Plan when the 8th 16 TB drive arrives:

  1. Physically install the drive in the DXP 8800 Plus (power down if hot-swap is not confirmed for that bay)
  2. TrueNASStorage → pool → Expand (or replace/expand wizard depending on UI version)
  3. RAIDZ1 widen — pool capacity increases; parity layout stays one disk
  4. Verify scrub passes after expansion
  5. Update SaxDocsTrueNAS, Server overview hardware section

Before expanding, ensure no drive is already degraded. Fix or replace failing disks first.

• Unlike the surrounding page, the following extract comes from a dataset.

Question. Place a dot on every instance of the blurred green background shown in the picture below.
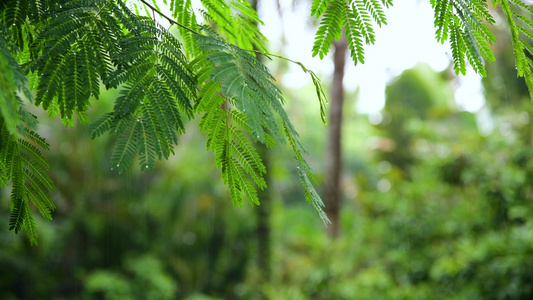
(432, 209)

Degraded pool — what to do

If TrueNAS shows DEGRADED or a drive is FAULTED:

Immediate steps

  1. Stop heavy writes — pause qBittorrent imports, large photo uploads if possible
  2. Identify the failed drive — Storage → pool status; note serial and slot
  3. Do not yank the wrong disk — confirm by slot LED or serial in UI
  4. Replace the drive — same or larger capacity; TrueNAS will resilver

During resilver

  • Pool remains usable but slow; avoid unnecessary load
  • Resilver time scales with pool used capacity — may take a day or more on 7×16 TB
  • Monitor progress in the UI; do not reboot unless instructed

After resilver

  1. Run a manual scrub
  2. Check SMART on the replacement drive
  3. Review any checksum errors logged during the incident

If two drives fail

RAIDZ1 cannot recover. Restore from off-site backup if it exists. Otherwise this is a data-loss event — TODO: confirm backup strategy and document restore steps here.

Windows and SMB health

Degraded pool performance shows up as slow A: drive or failed copies from the PC @ 192.168.2.203. If SMB is fine on LAN but apps fail, the problem may be Docker — see Common Issues.

Monitoring

External uptime checks: status.saxobroko.comMonitoring. That tells me if services respond; it does not replace pool health checks inside TrueNAS.